Department of Chemistry, Faculty of Science Girls, Al-Azhar University, Nasr City, Cairo, 11754, Egypt.
Department of Chemistry, Faculty of Science Boys, Al-Azhar University, Nasr City, Cairo, 11884, Egypt.
Eur J Med Chem. 2023 Mar 5;249:115138. doi: 10.1016/j.ejmech.2023.115138. Epub 2023 Jan 19.

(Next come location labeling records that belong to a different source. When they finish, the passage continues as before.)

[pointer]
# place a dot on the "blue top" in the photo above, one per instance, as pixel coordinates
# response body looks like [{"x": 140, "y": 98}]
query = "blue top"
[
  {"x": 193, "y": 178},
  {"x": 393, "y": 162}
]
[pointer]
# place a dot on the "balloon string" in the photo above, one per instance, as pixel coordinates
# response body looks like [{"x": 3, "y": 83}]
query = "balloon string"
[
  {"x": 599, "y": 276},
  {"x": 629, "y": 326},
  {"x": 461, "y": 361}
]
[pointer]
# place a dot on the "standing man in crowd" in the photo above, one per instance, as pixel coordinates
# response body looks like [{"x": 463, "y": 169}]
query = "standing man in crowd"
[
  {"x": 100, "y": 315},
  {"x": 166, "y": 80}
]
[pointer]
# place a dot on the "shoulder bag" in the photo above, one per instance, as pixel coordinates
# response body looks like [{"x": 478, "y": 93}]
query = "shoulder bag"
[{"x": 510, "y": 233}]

Searching for new compounds with anti-inflammatory properties is a significant target since inflammation is a major cause of pain. A series of pyrazole, imidazopyrazolone, and pyrazolopyrimidine derivatives were designed and synthesized by reaction of 3,5-diamino-1H-pyrazole derivative with cyclic and acyclic carbonyl reagents. The structure of the newly synthesized derivatives were fully characterized using different spectroscopic data and elemental analysis, and therefore, evaluated as COX-2 inhibitors. The in vitro COX-2 activity of the tested derivatives 2-13 displayed moderate to good potency with two derivatives 8 and 13 that exhibiting high potency to COX-2 with IC values of 5.68 ± 0.08 and 3.37 ± 0.07 μM compared with celecoxib (IC = 3.60 ± 0.07 μM) and meloxicam (IC = 7.58 ± 0.13 μM). Furthermore, the most active pyrazolo[1,5-a]pyrimidine derivatives 8 and 13 were evaluated to measure the levels of pro-inflammatory proteins such as TNF-α and IL-6 using qRT-PCR in RAW264.7 cells, and the results showed down-regulation of two immunomodulatory proteins. Surprisingly, these derivatives 8 and 13 revealed a decrease in IL-6 level with inhibition percentages of 65.8 and 70.3%, respectively, compared with celecoxib (% = 76.8). Further, compounds 8 and 13 can regulate and suppress the TNF-α with percentage inhibition of 63.1 and 59.2% to controls, while celecoxib displayed an inhibition percentage of 72.7. The Quantum chemical calculation was conducted, and data explained the structural features crucial to the activity. The molecular docking simulation and ADMET predictions revealed that the most active derivatives have good binding affinity, possess appropriate drug-likeness properties and low toxicity profiles. Finally, compounds 8 and 13 demonstrated COX-2 inhibitors with α-TNF and IL-6 suppression capabilities as a dual-action strategy to get more effective treatment.
寻找具有抗炎特性的新化合物是一个重要的目标,因为炎症是疼痛的主要原因。通过 3,5-二氨基-1H-吡唑衍生物与环状和非环状羰基试剂的反应,设计并合成了一系列吡唑、咪唑并吡唑酮和吡唑并嘧啶衍生物。新合成衍生物的结构完全通过不同的光谱数据和元素分析进行了表征,并因此被评估为 COX-2 抑制剂。测试衍生物 2-13 的体外 COX-2 活性显示出中等至良好的效力,其中两个衍生物 8 和 13 对 COX-2 具有高效力,IC 值分别为 5.68 ± 0.08 和 3.37 ± 0.07 μM,与塞来昔布(IC = 3.60 ± 0.07 μM)和美洛昔康(IC = 7.58 ± 0.13 μM)相比。此外,最活跃的吡唑并[1,5-a]嘧啶衍生物 8 和 13 用于测量 RAW264.7 细胞中促炎蛋白(如 TNF-α 和 IL-6)的水平,结果显示两种免疫调节蛋白下调。令人惊讶的是,与塞来昔布(% = 76.8)相比,这些衍生物 8 和 13 分别使 IL-6 水平降低了 65.8%和 70.3%。此外,化合物 8 和 13 可以调节和抑制 TNF-α,对对照的抑制率分别为 63.1%和 59.2%,而塞来昔布显示抑制率为 72.7%。进行了量子化学计算,数据解释了对活性至关重要的结构特征。分子对接模拟和 ADMET 预测表明,最活跃的衍生物具有良好的结合亲和力,具有适当的类药性和低毒性特征。最后,化合物 8 和 13 表现出 COX-2 抑制剂的特性,具有抑制 α-TNF 和 IL-6 的能力,作为一种双重作用策略,以获得更有效的治疗效果。